Background to the Invention A problem with many portable computing devices other devices capable of providing portable computing services is that they have limitations in terms of processing power and of the software provided to operate them. Yet, these devices are often used to store sensitive information. In fact, many such devices, in particular portable digital assistants, fail to achieve baseline certification, for example by the Communications & Electronics Security Group (CESG) of the UK's GCHQ (Government Communications Head Quarters).
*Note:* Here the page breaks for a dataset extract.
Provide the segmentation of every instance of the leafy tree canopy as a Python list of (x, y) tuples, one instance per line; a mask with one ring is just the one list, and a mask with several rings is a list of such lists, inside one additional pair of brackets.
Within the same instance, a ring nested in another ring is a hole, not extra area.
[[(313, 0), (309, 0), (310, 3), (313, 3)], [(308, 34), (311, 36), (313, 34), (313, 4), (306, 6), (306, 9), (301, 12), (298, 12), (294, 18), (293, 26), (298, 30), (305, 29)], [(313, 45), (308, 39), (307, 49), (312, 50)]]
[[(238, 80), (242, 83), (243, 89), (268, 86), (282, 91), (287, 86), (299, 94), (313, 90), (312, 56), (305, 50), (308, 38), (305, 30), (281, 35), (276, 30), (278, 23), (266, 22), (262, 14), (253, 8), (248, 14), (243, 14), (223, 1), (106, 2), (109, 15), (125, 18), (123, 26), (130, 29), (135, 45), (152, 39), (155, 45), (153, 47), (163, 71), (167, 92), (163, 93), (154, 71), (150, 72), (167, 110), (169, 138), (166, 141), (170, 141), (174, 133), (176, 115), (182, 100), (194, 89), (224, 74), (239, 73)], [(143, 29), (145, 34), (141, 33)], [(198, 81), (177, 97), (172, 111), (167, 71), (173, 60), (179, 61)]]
This lack of security is a significant issue that restricts current uses of such portable devices.

The most common way of securing data is by use of an encryption system.

However, encryption systems typically require the use of an encryption/decryption key.

Relatively weak encryption systems, such as those available for portable devices, use a short length key such as a password that a user is required to remember and input to access encrypted data. However, data encrypted using such systems can be decrypted relatively easily without the password, thereby limiting such systems'worth. In more sophisticated computer systems, a longer, more complex, encryption/decryption key is used. Due to its length and/or complexity, it is not normally possible for a user to remember such a key so instead the key is normally held on the computer system. The key itself is protected within the computer system to prevent unauthorized access. Whilst this protection is straightforward in established desktop and server computer systems where user access permissions can be set at the operating system level, such security functionality is typically limited or omitted in portable devices and this prevents effective implementation of strong encryption systems.

The present invention seeks to provide a security system for such portable devices.

Statement of Invention

According to an aspect of the present invention, there is provided a security system for an electronic device having a memory, the security system comprising means arranged to interact with the electronic device to acquire at least a portion of the memory of the electronic device, and an access system arranged to control access to the acquired memory.

In a preferred aspect, the present invention seeks to provide a system in which a portion of memory is acquired from the operating system of a device. Access control is implemented such that the memory can only be accessed through the security system and cannot be accessed directly through the operating system.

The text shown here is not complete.